Suders concluded that a constructive discharge, in itself, does not constitute a tangible employment action that bars the Ellerth/Faragher affirmative defense. That defense "is available to the employer whose supervisors are charged with harassment," and is barred only if a "tangible employment action" carried out under a supervisor’s official authority was part of the conduct leading to the constructive discharge. Id. at 148-49.
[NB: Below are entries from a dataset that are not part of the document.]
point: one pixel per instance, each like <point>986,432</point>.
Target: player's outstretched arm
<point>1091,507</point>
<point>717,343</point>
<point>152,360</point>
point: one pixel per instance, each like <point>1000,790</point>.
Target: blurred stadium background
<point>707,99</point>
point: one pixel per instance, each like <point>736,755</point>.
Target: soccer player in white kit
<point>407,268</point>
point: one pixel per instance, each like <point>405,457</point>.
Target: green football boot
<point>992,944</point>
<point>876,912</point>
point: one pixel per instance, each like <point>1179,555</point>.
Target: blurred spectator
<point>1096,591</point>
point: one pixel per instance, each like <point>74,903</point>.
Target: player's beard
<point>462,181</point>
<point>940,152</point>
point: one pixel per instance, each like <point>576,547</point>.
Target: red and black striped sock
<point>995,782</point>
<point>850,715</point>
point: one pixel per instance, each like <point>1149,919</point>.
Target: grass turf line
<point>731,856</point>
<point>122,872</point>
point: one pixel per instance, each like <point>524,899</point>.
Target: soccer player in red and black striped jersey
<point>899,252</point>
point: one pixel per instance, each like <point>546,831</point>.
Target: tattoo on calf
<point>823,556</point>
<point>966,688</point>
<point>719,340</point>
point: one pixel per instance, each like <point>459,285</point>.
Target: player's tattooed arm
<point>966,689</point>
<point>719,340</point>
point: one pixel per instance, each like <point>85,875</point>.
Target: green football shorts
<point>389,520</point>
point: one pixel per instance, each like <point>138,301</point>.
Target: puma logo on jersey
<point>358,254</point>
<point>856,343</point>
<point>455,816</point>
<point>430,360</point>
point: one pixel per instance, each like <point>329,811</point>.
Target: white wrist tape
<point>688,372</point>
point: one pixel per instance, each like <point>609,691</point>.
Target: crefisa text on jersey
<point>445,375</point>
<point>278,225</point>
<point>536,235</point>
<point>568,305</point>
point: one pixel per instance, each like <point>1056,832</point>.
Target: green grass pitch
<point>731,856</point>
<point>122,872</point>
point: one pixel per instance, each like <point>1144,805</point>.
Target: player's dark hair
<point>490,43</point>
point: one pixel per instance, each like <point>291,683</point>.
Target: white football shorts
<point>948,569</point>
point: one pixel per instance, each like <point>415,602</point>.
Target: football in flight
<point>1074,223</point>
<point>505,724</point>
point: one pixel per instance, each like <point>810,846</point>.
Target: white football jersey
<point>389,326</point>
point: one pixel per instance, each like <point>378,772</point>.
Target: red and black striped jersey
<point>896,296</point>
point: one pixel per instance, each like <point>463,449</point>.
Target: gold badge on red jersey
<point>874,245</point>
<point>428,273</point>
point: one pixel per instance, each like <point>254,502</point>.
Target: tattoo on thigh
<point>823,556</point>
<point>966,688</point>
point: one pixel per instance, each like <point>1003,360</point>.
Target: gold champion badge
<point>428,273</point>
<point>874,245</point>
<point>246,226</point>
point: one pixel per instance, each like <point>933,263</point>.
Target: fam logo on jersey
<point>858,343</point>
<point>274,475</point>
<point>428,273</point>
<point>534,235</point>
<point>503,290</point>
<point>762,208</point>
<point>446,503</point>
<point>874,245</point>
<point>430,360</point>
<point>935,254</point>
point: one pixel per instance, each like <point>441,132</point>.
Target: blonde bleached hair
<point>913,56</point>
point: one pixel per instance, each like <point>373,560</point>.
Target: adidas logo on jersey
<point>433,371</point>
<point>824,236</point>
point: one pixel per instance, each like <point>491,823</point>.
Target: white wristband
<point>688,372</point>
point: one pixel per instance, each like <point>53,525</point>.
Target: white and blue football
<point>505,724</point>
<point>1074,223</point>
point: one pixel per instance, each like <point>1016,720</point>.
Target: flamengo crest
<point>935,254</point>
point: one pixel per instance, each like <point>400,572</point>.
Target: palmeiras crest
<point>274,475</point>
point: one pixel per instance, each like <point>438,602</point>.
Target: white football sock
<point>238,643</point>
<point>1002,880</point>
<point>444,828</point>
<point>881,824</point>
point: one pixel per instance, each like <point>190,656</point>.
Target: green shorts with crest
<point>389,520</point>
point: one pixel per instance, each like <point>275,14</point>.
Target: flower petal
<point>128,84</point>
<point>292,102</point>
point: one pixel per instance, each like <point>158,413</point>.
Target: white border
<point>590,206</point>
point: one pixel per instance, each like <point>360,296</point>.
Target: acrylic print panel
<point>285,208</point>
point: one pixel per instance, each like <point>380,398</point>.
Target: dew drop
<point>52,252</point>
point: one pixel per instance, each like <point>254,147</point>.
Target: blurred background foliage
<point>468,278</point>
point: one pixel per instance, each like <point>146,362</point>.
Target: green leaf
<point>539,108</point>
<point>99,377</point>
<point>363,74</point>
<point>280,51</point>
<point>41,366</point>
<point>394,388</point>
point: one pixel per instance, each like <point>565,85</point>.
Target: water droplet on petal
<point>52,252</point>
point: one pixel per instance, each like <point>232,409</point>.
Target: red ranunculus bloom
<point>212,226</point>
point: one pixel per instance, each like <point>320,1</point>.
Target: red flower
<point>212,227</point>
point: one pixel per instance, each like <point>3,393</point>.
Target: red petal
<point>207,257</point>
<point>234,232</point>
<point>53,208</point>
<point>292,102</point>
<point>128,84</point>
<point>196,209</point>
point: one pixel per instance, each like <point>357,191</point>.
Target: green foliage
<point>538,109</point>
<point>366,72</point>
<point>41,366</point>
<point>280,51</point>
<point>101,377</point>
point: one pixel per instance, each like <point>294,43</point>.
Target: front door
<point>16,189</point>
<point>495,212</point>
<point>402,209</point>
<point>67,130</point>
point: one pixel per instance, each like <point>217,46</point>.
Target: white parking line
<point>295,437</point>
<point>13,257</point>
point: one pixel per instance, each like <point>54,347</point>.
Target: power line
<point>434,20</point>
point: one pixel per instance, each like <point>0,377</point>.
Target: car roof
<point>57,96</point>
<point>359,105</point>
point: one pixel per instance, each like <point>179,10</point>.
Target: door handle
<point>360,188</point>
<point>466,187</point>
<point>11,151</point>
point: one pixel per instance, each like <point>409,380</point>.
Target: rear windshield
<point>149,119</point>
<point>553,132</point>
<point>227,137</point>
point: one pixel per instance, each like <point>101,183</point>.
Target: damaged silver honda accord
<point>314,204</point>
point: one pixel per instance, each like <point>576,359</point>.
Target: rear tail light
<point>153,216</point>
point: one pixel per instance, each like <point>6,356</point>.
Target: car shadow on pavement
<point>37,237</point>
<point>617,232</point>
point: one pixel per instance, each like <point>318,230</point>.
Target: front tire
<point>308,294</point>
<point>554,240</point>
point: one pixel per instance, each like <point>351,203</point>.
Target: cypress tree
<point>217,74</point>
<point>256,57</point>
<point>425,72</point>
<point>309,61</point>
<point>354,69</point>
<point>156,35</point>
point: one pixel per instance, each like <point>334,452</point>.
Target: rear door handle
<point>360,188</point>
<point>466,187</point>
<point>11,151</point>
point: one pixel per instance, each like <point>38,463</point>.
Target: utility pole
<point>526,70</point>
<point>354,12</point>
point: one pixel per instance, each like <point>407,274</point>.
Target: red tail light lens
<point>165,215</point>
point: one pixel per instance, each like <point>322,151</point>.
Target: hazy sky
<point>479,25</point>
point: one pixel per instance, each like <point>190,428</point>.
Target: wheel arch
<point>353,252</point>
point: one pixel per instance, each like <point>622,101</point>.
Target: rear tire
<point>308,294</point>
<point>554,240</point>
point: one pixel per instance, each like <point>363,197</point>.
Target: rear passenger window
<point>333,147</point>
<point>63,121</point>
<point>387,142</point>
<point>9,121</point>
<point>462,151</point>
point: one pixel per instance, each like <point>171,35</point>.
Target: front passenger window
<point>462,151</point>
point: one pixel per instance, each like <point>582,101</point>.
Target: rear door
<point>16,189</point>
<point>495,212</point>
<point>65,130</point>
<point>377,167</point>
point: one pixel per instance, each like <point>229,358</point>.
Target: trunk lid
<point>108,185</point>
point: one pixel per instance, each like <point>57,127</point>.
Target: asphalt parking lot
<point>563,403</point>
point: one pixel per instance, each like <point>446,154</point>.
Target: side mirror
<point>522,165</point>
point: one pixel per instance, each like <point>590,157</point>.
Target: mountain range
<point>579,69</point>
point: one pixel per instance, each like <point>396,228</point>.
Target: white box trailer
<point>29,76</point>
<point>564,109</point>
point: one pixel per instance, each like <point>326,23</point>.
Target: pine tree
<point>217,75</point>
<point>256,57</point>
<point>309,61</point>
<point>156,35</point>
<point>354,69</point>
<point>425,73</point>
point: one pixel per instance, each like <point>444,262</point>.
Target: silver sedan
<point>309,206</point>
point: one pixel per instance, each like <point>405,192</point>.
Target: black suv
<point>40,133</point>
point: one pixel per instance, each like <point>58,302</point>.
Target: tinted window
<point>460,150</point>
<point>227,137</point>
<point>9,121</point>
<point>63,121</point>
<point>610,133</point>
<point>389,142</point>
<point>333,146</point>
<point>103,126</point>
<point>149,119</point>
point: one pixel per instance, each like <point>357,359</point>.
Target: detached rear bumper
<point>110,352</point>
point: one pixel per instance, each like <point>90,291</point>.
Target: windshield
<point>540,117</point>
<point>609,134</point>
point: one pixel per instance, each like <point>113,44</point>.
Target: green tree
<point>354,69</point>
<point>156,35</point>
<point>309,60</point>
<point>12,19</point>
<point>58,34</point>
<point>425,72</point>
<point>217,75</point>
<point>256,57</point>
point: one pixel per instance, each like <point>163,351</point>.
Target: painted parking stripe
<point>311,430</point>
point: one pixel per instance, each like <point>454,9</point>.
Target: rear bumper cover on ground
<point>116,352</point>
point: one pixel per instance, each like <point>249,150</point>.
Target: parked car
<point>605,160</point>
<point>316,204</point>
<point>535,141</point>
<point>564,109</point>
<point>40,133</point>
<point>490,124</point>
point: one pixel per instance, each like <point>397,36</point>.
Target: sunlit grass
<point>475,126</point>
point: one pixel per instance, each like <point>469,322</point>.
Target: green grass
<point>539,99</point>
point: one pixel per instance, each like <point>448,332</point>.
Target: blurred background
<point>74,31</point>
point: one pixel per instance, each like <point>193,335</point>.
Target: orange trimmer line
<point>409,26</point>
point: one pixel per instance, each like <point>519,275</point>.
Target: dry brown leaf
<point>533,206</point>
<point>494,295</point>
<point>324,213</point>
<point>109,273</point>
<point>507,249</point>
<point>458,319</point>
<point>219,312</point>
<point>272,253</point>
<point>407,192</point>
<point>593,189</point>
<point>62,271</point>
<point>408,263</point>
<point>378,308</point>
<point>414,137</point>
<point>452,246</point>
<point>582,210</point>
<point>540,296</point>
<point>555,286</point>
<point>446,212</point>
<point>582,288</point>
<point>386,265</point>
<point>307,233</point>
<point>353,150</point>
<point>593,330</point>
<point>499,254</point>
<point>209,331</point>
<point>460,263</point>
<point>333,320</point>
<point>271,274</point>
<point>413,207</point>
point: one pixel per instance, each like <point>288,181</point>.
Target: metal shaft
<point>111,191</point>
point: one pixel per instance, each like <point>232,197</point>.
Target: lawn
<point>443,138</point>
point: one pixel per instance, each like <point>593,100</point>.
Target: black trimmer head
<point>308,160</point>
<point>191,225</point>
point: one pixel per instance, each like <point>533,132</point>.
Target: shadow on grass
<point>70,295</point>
In the context of quid pro quo sexual harassment, the Ninth Circuit has held that a "tangible employment action" occurs when a supervisor who abuses his supervisory authority succeeds in coercing an employee to engage in sexual acts by threats of discharge or other material job-related consequence, or fails in his efforts to coerce the employee but then actually discharges her on account of her refusal to submit to his demands. Holly D. v. Cal. Inst. of Tech., 339 F.3d 1158, 1169 (9th Cir.2003). In such situations, the employer may be held vicariously liable for the direct supervisor’s unlawful conduct and may not take advantage of the Ellerth/Faragher affirmative defense. Id. However, an "unfulfilled, or inchoate, quid pro quo threat by a supervisor is not enough" to constitute a tangible employment action. Id. at 1170. Rather, the threat must culminate in the actual coercion of a sexual act or some other "form of sufficiently concrete employment action" on account of the employee’s refusal to submit. Id.